DANCE IN A BUFFALO SKULL
IT was night upon the prairie. Overhead the stars were
twinkling bright their red and yellow lights. The moon was young.
A silvery thread among the stars, it soon drifted low beneath the
horizon.
Upon the ground the land was pitchy black. There are night
people on the plain who love the dark. Amid the black level land
they meet to frolic under the stars. Then when their sharp ears
hear any strange footfalls nigh they scamper away into the deep
shadows of night. There they are safely hid from all dangers, they
think.
Thus it was that one very black night, afar off from the edge
of the level land, out of the wooded river bottom glided forth two
balls of fire. They came farther and farther into the level land.

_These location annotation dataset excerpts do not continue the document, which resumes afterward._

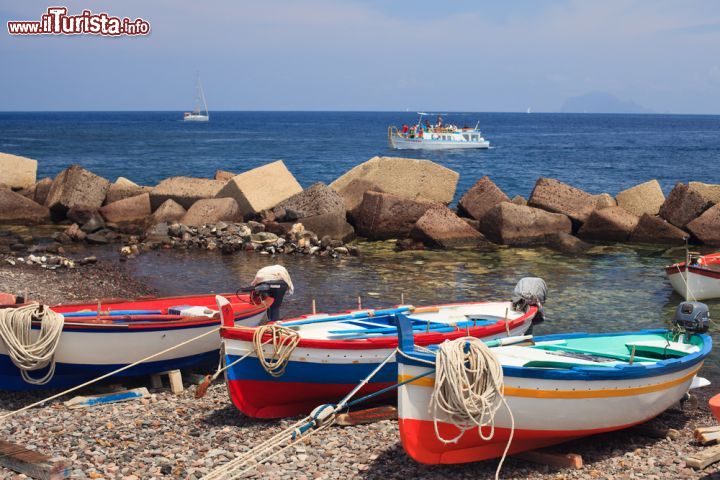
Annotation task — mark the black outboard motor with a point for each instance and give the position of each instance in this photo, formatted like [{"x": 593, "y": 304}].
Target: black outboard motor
[
  {"x": 692, "y": 317},
  {"x": 273, "y": 281},
  {"x": 275, "y": 289},
  {"x": 530, "y": 291}
]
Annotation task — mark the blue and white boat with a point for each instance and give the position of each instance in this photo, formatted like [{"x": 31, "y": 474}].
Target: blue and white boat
[
  {"x": 423, "y": 136},
  {"x": 556, "y": 388}
]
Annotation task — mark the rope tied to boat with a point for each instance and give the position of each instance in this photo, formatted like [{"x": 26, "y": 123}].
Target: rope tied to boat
[
  {"x": 468, "y": 390},
  {"x": 283, "y": 343},
  {"x": 27, "y": 350}
]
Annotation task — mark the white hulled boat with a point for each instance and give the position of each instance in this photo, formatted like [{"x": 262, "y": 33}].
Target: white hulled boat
[
  {"x": 435, "y": 137},
  {"x": 198, "y": 115}
]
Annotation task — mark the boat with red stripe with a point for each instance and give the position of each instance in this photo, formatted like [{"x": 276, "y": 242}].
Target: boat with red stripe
[
  {"x": 556, "y": 388},
  {"x": 333, "y": 353},
  {"x": 697, "y": 278},
  {"x": 98, "y": 338}
]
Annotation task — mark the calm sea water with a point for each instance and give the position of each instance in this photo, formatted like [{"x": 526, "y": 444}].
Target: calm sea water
[
  {"x": 600, "y": 153},
  {"x": 612, "y": 288}
]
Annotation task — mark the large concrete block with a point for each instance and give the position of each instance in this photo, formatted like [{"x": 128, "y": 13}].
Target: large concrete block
[
  {"x": 184, "y": 190},
  {"x": 261, "y": 188},
  {"x": 124, "y": 188},
  {"x": 319, "y": 208},
  {"x": 17, "y": 209},
  {"x": 76, "y": 187},
  {"x": 558, "y": 197},
  {"x": 612, "y": 224},
  {"x": 683, "y": 205},
  {"x": 128, "y": 210},
  {"x": 212, "y": 210},
  {"x": 641, "y": 199},
  {"x": 710, "y": 191},
  {"x": 170, "y": 211},
  {"x": 17, "y": 172},
  {"x": 406, "y": 177},
  {"x": 439, "y": 227},
  {"x": 382, "y": 215},
  {"x": 481, "y": 197},
  {"x": 520, "y": 225},
  {"x": 652, "y": 229},
  {"x": 706, "y": 227}
]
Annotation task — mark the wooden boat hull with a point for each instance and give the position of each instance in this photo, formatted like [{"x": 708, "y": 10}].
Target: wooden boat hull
[
  {"x": 549, "y": 406},
  {"x": 91, "y": 347},
  {"x": 323, "y": 371},
  {"x": 701, "y": 283}
]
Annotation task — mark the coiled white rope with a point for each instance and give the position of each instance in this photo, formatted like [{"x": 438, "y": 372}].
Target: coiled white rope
[
  {"x": 27, "y": 350},
  {"x": 468, "y": 390},
  {"x": 284, "y": 340}
]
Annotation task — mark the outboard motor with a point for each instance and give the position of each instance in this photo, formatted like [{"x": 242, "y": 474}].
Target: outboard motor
[
  {"x": 273, "y": 281},
  {"x": 692, "y": 317},
  {"x": 530, "y": 291}
]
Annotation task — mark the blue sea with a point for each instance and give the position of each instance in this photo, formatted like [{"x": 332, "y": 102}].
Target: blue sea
[
  {"x": 611, "y": 288},
  {"x": 596, "y": 152}
]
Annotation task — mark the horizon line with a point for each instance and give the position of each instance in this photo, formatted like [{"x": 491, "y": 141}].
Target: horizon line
[{"x": 367, "y": 111}]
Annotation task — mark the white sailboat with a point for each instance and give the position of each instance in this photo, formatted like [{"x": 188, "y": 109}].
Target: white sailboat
[{"x": 198, "y": 115}]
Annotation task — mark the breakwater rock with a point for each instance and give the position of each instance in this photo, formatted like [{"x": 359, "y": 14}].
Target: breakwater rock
[{"x": 383, "y": 198}]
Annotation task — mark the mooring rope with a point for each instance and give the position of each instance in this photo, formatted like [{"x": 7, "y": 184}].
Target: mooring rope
[
  {"x": 109, "y": 374},
  {"x": 28, "y": 351},
  {"x": 320, "y": 418},
  {"x": 468, "y": 390},
  {"x": 284, "y": 340}
]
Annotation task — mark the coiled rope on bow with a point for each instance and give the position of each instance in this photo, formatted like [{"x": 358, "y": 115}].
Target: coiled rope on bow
[
  {"x": 283, "y": 343},
  {"x": 468, "y": 390},
  {"x": 29, "y": 351}
]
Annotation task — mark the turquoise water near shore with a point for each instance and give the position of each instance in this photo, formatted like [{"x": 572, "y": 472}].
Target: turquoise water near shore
[
  {"x": 612, "y": 288},
  {"x": 597, "y": 152}
]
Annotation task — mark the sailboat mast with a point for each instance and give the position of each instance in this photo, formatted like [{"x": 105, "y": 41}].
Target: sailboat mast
[{"x": 202, "y": 95}]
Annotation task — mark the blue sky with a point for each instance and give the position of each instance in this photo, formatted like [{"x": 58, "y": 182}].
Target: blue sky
[{"x": 375, "y": 55}]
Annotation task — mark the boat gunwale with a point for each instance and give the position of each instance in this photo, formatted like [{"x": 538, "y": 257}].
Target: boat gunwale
[
  {"x": 678, "y": 268},
  {"x": 246, "y": 334},
  {"x": 590, "y": 373}
]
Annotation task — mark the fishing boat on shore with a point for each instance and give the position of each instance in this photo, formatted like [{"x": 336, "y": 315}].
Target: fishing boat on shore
[
  {"x": 423, "y": 136},
  {"x": 697, "y": 278},
  {"x": 198, "y": 114},
  {"x": 81, "y": 342},
  {"x": 289, "y": 367},
  {"x": 544, "y": 390}
]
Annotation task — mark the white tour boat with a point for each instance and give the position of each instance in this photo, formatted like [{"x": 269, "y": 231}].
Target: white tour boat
[
  {"x": 198, "y": 115},
  {"x": 435, "y": 137}
]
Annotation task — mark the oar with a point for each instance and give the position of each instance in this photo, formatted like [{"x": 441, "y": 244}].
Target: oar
[
  {"x": 112, "y": 313},
  {"x": 353, "y": 336},
  {"x": 418, "y": 327},
  {"x": 361, "y": 314}
]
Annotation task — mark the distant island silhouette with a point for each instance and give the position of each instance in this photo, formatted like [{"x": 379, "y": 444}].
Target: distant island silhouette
[{"x": 601, "y": 102}]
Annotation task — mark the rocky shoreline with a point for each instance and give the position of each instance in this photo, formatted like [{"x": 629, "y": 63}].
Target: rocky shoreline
[{"x": 407, "y": 200}]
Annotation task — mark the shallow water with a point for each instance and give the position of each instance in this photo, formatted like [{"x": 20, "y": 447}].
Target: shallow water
[{"x": 612, "y": 288}]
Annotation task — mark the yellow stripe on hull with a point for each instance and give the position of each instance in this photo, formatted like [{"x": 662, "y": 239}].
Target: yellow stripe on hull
[{"x": 571, "y": 394}]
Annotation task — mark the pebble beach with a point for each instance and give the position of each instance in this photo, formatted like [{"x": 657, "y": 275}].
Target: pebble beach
[{"x": 179, "y": 436}]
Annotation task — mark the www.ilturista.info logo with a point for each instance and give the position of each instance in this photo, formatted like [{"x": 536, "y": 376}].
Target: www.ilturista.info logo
[{"x": 57, "y": 22}]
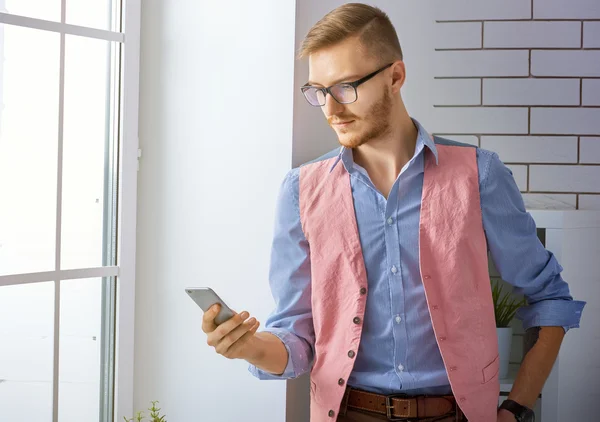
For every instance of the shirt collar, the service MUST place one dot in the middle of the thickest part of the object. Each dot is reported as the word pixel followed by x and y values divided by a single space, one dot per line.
pixel 424 139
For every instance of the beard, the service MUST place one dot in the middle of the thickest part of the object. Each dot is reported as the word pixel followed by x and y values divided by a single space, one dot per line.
pixel 376 121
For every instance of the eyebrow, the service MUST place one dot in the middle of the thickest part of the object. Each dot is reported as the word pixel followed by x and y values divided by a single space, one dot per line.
pixel 337 81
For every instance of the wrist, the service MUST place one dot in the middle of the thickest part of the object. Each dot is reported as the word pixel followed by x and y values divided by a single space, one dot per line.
pixel 253 352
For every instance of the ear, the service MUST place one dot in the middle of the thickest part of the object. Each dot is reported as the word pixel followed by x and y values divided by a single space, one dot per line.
pixel 398 76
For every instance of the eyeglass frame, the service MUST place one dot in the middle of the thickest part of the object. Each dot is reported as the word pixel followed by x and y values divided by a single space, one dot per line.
pixel 354 85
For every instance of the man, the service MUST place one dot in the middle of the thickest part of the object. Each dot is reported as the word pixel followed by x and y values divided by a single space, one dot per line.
pixel 379 263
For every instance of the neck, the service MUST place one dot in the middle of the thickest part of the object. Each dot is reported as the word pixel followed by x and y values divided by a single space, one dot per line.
pixel 386 156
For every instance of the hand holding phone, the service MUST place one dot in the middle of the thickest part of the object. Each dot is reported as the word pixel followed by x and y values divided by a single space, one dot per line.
pixel 228 332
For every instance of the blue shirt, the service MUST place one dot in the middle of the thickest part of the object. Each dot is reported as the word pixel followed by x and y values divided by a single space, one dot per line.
pixel 398 349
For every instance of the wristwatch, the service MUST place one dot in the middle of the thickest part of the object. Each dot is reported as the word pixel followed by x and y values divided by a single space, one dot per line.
pixel 522 413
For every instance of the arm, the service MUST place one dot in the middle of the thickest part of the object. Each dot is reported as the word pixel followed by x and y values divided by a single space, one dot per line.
pixel 523 261
pixel 285 348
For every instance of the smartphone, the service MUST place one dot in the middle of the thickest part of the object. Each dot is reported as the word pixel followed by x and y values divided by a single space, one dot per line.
pixel 205 297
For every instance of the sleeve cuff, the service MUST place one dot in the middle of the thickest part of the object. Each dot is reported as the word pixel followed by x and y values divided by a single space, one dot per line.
pixel 552 312
pixel 297 359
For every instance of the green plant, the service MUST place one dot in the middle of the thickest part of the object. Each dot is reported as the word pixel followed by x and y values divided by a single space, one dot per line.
pixel 154 415
pixel 505 307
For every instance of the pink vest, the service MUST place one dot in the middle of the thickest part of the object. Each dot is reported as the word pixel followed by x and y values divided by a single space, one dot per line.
pixel 454 271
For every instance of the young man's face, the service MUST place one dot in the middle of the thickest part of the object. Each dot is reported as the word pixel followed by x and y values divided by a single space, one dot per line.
pixel 367 118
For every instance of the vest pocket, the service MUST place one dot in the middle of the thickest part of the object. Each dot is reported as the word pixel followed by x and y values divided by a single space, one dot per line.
pixel 491 370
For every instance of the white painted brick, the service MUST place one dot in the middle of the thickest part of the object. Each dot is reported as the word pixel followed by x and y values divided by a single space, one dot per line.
pixel 565 62
pixel 457 91
pixel 532 34
pixel 458 35
pixel 565 121
pixel 488 120
pixel 531 91
pixel 520 175
pixel 591 92
pixel 467 139
pixel 548 178
pixel 533 149
pixel 590 151
pixel 544 201
pixel 566 9
pixel 589 202
pixel 481 9
pixel 591 34
pixel 482 63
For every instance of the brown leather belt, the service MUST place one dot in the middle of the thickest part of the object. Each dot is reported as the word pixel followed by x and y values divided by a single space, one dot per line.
pixel 402 407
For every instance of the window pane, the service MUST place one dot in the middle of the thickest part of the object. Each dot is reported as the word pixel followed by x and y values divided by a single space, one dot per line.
pixel 40 9
pixel 92 13
pixel 86 157
pixel 80 350
pixel 26 351
pixel 29 85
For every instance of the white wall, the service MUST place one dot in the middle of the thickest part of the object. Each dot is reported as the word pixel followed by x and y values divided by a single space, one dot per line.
pixel 215 129
pixel 193 200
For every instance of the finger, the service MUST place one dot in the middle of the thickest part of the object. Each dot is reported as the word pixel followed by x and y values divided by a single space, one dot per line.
pixel 216 337
pixel 236 347
pixel 235 335
pixel 208 319
pixel 224 334
pixel 231 324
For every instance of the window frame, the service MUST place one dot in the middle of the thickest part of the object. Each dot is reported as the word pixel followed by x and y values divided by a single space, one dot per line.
pixel 122 275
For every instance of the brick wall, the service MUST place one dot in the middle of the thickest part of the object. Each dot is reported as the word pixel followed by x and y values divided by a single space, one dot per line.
pixel 522 78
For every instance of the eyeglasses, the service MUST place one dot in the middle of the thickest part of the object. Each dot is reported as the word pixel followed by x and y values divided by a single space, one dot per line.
pixel 343 93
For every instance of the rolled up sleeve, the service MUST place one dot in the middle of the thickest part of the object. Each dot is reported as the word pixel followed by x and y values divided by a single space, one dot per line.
pixel 290 282
pixel 517 252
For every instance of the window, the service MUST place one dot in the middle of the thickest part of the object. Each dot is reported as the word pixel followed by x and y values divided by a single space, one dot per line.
pixel 68 151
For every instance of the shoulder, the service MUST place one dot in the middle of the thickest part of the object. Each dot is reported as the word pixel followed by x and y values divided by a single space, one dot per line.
pixel 486 160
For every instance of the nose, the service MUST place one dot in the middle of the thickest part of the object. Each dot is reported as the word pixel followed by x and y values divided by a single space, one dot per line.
pixel 332 107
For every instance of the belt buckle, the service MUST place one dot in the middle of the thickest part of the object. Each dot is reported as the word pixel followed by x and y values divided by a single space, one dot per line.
pixel 389 407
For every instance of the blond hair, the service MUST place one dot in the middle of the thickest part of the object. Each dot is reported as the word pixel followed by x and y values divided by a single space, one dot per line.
pixel 369 24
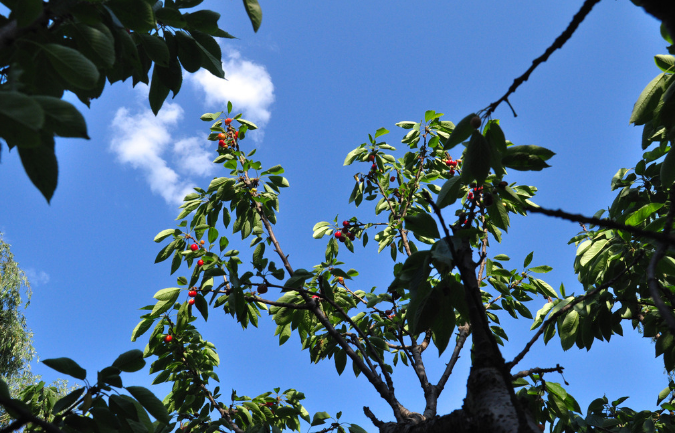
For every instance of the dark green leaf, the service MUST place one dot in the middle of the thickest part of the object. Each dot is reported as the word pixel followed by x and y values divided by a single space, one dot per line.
pixel 462 131
pixel 72 66
pixel 254 13
pixel 152 404
pixel 66 366
pixel 130 361
pixel 422 224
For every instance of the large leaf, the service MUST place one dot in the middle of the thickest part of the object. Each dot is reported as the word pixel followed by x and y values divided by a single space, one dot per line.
pixel 462 131
pixel 66 366
pixel 62 117
pixel 477 159
pixel 422 224
pixel 130 361
pixel 152 404
pixel 72 66
pixel 648 100
pixel 254 13
pixel 41 165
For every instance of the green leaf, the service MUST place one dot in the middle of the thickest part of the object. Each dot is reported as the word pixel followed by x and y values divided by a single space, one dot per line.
pixel 26 11
pixel 41 165
pixel 541 269
pixel 462 131
pixel 130 361
pixel 668 169
pixel 155 48
pixel 449 193
pixel 22 109
pixel 254 13
pixel 640 215
pixel 158 92
pixel 648 100
pixel 133 14
pixel 251 126
pixel 319 418
pixel 66 366
pixel 476 159
pixel 72 66
pixel 422 224
pixel 152 404
pixel 568 330
pixel 140 329
pixel 67 401
pixel 62 117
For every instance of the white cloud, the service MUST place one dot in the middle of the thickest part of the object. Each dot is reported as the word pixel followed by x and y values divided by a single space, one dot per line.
pixel 36 278
pixel 141 140
pixel 248 86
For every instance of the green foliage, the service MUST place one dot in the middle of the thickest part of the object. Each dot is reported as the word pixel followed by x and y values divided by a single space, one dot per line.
pixel 46 49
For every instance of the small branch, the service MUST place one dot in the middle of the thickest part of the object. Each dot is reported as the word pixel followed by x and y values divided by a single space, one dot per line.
pixel 604 222
pixel 538 370
pixel 568 307
pixel 557 44
pixel 464 332
pixel 652 280
pixel 25 416
pixel 371 417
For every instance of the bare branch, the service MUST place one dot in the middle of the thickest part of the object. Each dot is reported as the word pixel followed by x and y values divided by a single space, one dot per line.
pixel 538 370
pixel 558 43
pixel 604 222
pixel 464 332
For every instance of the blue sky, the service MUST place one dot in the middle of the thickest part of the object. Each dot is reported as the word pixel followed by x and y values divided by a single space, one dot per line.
pixel 317 78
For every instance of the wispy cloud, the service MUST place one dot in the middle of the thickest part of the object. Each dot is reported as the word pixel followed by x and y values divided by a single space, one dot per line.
pixel 248 86
pixel 171 166
pixel 139 139
pixel 36 277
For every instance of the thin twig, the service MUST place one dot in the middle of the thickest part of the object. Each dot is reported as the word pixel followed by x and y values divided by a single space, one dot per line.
pixel 568 307
pixel 603 222
pixel 557 44
pixel 538 370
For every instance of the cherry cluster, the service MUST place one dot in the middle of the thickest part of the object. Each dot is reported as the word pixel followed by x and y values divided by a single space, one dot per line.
pixel 229 139
pixel 452 164
pixel 341 235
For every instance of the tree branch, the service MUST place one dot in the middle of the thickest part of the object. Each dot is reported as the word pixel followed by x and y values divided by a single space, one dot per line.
pixel 566 308
pixel 557 44
pixel 604 222
pixel 537 370
pixel 652 280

They grew larger and brighter. The dark hid the body of the
creature with those fiery eyes. They came on and on, just over the
tops of the prairie grass. It might have been a wildcat prowling
low on soft, stealthy feet. Slowly but surely the terrible eyes
drew nearer and nearer to the heart of the level land.
There in a huge old buffalo skull was a gay feast and dance!
Tiny little field mice were singing and dancing in a circle to the
boom-boom of a wee, wee drum. They were laughing and talking among
themselves while their chosen singers sang loud a merry tune.
They built a small open fire within the center of their queer
dance house. The light streamed out of the buffalo skull through
all the curious sockets and holes.
A light on the plain in the middle of the night was an unusual
thing. But so merry were the mice they did not hear the "king,
king" of sleepy birds, disturbed by the unaccustomed fire.
A pack of wolves, fearing to come nigh this night fire, stood
together a little distance away, and, turning their pointed noses
to the stars, howled and yelped most dismally. Even the cry of the
wolves was unheeded by the mice within the lighted buffalo skull.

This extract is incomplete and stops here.